SoloPower is leasing, not buying. And it's only part of the complex the company says it wants to establish in the area; reportedly, it is on the hunt for another lease in the vicinity. A split facility is probably less than ideal from the executives' standpoint, but the many tens of millions of dollars in public subsidies that have been lavished on them, from all levels of government, doubtlessly ease their pain. That includes a reported $15 million in local property tax abatements -- "green," indeed.
Most interesting of all, however, is that there's nowhere near enough parking at the Marine Drive site to satisfy the city's normal planning rules, and so SoloPower is asking the city for an "adjustment," whereby the number of required parking spaces would be cut down from 304 to 112:
The existing building at this site was constructed in 1996 as a warehouse with accessory office. At that time the Zoning Code required a minimum of 9 spaces for the accessory office (based on 4,096 square feet) and 67 spaces for the warehouse (based on 221,084 square feet); for a total of 76 required parking spaces. According to the applicant, the site was developed with 113 parking spaces.

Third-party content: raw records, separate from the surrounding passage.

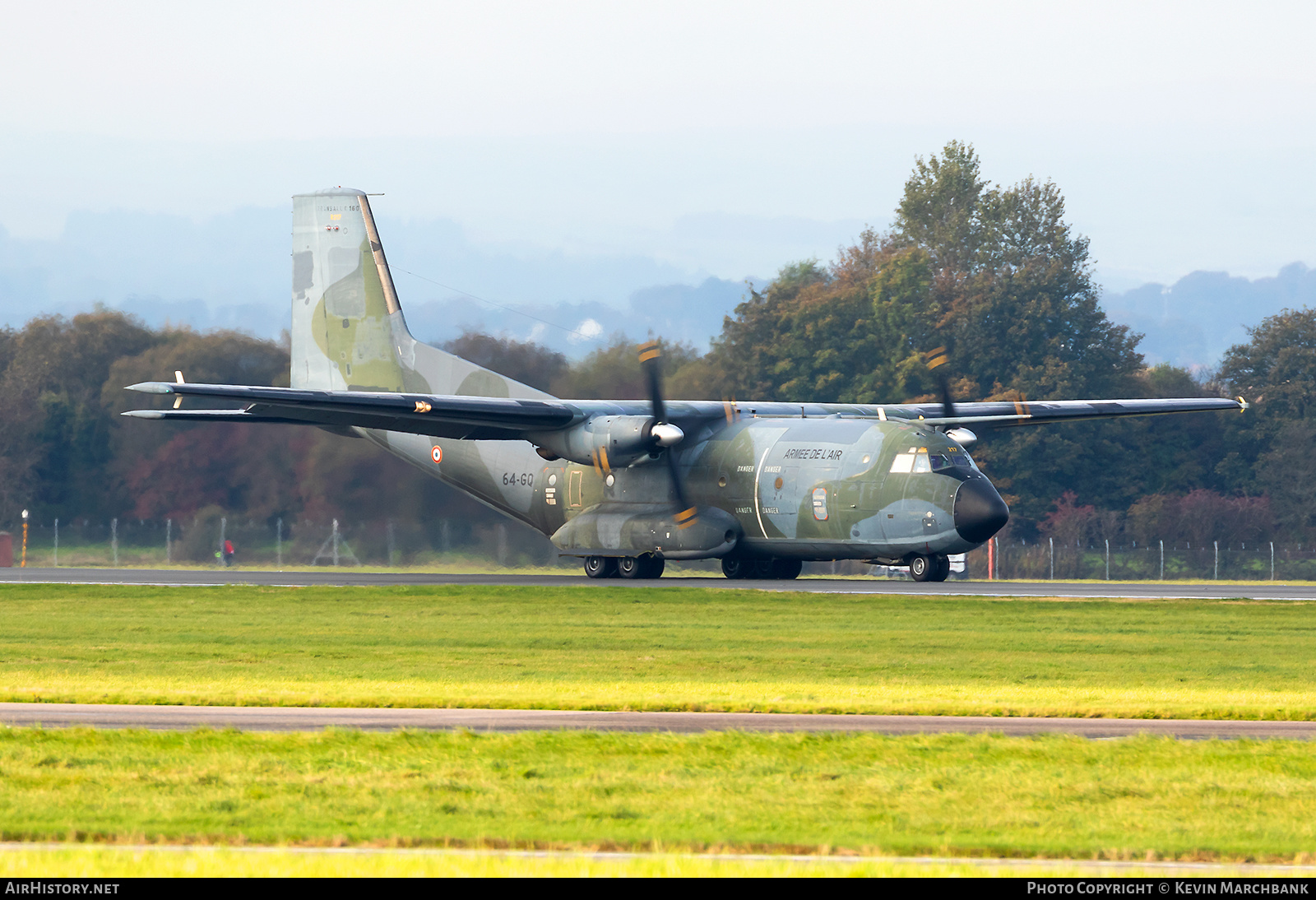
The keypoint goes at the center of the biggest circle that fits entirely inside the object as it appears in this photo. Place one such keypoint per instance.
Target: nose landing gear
(934, 568)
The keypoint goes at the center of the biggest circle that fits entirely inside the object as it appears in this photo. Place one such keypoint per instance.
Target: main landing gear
(642, 566)
(776, 568)
(929, 568)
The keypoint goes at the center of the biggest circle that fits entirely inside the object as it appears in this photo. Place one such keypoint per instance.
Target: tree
(612, 373)
(521, 361)
(993, 274)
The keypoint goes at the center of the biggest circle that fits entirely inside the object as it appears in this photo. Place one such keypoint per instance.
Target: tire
(787, 570)
(600, 566)
(734, 568)
(943, 570)
(921, 568)
(655, 566)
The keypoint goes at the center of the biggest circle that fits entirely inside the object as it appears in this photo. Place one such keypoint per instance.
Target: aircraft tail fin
(348, 325)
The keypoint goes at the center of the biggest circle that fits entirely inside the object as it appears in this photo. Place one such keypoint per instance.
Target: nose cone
(980, 511)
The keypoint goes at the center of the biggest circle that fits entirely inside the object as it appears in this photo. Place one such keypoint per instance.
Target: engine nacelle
(609, 441)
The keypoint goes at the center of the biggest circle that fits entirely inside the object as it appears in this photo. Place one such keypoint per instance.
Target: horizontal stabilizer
(419, 414)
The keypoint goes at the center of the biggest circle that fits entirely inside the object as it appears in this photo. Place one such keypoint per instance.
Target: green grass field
(944, 795)
(103, 861)
(671, 647)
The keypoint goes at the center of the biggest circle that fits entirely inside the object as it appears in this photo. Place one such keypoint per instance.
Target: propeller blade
(936, 360)
(686, 512)
(666, 434)
(651, 355)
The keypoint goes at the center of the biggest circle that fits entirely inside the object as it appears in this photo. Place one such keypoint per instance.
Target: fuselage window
(918, 459)
(820, 504)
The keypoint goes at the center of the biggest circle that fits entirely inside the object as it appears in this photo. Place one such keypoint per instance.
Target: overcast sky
(723, 138)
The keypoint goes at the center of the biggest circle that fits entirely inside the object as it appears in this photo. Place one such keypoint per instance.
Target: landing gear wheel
(736, 568)
(600, 566)
(943, 570)
(921, 568)
(787, 570)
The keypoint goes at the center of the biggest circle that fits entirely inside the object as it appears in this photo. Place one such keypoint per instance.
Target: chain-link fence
(206, 540)
(202, 540)
(1149, 562)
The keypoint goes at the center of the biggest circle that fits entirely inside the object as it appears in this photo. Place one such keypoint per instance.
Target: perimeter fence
(131, 542)
(1155, 561)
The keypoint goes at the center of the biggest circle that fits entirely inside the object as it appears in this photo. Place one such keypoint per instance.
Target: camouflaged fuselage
(767, 485)
(811, 489)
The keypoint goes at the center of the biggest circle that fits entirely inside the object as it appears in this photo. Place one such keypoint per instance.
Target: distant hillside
(1197, 318)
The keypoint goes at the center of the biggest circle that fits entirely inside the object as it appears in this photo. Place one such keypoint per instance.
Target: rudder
(348, 325)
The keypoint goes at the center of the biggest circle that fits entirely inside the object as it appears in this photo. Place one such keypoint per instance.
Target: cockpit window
(918, 459)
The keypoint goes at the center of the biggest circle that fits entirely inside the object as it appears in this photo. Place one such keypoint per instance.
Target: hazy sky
(723, 138)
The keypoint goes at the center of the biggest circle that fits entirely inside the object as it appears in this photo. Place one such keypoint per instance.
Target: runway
(359, 578)
(313, 719)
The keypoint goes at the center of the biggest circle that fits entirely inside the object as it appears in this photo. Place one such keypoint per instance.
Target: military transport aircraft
(629, 485)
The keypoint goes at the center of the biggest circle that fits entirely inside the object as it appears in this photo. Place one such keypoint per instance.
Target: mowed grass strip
(670, 647)
(945, 795)
(102, 861)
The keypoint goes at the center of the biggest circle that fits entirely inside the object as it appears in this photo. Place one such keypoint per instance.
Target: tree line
(994, 274)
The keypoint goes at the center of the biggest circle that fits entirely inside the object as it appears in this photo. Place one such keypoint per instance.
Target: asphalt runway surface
(313, 719)
(355, 578)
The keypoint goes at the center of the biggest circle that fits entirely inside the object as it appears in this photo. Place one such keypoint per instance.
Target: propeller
(665, 434)
(936, 360)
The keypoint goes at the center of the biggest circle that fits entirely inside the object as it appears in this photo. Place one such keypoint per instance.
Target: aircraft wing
(1010, 415)
(510, 419)
(420, 414)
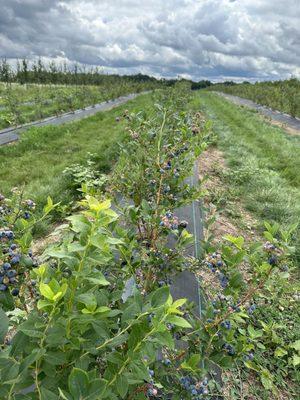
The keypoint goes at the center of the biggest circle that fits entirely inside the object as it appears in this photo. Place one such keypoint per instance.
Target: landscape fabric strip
(286, 119)
(9, 135)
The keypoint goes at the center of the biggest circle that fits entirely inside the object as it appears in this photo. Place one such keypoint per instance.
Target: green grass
(263, 177)
(264, 161)
(38, 159)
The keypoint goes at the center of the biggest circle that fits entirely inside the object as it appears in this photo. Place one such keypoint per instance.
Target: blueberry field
(283, 96)
(147, 252)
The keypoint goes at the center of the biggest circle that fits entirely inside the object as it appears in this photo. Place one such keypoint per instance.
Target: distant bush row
(280, 95)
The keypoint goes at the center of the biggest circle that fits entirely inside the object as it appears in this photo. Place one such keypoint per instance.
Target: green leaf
(160, 297)
(296, 345)
(89, 300)
(280, 352)
(96, 389)
(47, 394)
(296, 360)
(253, 333)
(98, 279)
(122, 385)
(178, 321)
(266, 379)
(36, 354)
(46, 291)
(192, 363)
(78, 383)
(4, 323)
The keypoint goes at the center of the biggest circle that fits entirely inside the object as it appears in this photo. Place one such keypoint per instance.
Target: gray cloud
(215, 39)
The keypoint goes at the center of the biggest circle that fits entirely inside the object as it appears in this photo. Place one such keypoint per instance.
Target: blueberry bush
(100, 322)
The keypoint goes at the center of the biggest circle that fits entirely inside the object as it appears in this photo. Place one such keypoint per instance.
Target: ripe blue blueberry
(6, 266)
(11, 273)
(15, 292)
(15, 260)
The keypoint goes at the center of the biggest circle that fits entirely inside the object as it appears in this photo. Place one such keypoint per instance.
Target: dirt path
(11, 134)
(292, 125)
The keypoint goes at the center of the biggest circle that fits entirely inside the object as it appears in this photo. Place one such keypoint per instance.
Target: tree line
(65, 74)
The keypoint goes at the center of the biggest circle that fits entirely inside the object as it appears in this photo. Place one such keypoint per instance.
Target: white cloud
(213, 39)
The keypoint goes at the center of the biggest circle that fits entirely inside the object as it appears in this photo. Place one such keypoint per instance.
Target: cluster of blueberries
(8, 273)
(197, 389)
(170, 221)
(214, 263)
(273, 253)
(152, 391)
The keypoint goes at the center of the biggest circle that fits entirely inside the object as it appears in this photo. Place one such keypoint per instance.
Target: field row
(71, 330)
(283, 96)
(20, 104)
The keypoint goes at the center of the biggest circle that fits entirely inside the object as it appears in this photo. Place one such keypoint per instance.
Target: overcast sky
(198, 39)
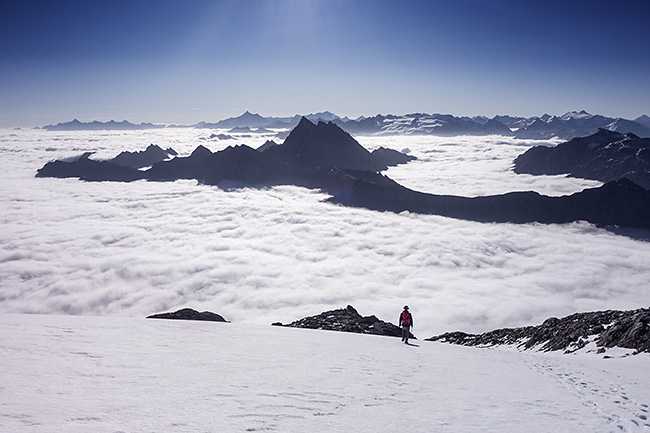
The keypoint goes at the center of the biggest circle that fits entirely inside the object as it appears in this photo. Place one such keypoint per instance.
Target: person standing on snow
(405, 322)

The applicants propose to change the use of the building from warehouse, with accessory office to manufacturing and production, with accessory office. As a result, the required minimum parking spaces for the office space (4,096 square feet) will remain the same, but the required minimum for manufacturing and production (221,084 square feet) would increase to 295; for a total of 304 required parking spaces.
The tenant (Solopower) plans to provide 112 parking spaces (including 100 vehicle spaces, 5 carpool spaces accommodating 2 people per vehicle, 6 accessible spaces and 1 van accessible space). The facility will operate with two-12 hour shifts, with a maximum of 100 employees on site at one time, during two shift change periods each day.

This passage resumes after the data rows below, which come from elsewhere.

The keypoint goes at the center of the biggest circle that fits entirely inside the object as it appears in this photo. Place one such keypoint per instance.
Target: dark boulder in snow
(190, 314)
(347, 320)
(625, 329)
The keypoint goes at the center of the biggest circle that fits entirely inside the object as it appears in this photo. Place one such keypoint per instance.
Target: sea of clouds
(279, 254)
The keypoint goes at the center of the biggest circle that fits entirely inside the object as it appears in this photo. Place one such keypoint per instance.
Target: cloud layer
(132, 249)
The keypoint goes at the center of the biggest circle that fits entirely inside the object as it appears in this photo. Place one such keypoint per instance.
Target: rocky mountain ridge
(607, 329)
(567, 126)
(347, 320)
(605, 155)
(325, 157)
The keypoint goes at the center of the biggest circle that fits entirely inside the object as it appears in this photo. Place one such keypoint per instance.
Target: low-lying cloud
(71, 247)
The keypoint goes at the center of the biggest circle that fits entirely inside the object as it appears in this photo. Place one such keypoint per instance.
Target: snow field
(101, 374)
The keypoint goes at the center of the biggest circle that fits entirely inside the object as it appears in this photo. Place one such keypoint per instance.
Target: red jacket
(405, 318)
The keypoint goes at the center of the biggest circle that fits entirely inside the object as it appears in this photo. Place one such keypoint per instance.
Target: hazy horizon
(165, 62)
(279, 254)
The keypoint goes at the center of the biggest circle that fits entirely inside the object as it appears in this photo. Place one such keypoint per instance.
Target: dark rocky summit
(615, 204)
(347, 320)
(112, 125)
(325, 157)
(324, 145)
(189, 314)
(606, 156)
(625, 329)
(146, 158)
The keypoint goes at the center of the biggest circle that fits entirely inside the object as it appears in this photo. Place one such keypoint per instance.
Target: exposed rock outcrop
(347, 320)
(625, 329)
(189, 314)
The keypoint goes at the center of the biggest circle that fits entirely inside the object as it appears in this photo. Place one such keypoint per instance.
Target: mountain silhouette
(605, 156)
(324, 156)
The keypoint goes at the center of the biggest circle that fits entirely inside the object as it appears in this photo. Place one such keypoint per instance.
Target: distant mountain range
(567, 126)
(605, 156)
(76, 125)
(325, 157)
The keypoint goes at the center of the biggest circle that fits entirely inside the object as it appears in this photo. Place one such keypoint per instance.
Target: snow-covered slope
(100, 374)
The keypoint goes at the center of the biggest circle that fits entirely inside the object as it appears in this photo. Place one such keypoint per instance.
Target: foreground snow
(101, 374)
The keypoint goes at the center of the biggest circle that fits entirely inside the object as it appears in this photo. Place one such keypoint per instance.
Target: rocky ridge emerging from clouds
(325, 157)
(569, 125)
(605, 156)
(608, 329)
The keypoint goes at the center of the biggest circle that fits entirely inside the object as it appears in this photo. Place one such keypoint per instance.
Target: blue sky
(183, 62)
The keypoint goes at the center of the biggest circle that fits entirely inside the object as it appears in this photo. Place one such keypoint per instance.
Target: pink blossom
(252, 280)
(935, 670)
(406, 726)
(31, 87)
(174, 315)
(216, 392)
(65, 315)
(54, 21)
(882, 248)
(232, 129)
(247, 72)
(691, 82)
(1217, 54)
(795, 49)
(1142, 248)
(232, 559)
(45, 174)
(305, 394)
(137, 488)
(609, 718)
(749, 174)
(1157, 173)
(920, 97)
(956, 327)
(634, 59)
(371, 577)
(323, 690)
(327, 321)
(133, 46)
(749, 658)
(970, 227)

Wait a minute. SoloPower says it's going to bring "nearly 500 full-time jobs and 250 construction jobs" to Portland. But it will need only 112 parking spaces at the larger of its two facilities? And even during shift changes, there'll never be more than 100 people there? Well, I'll be.
By our earlier calculations, state and local government was subsidizing SoloPower to the tune of $114,000 per job. Maybe that estimate's way too low.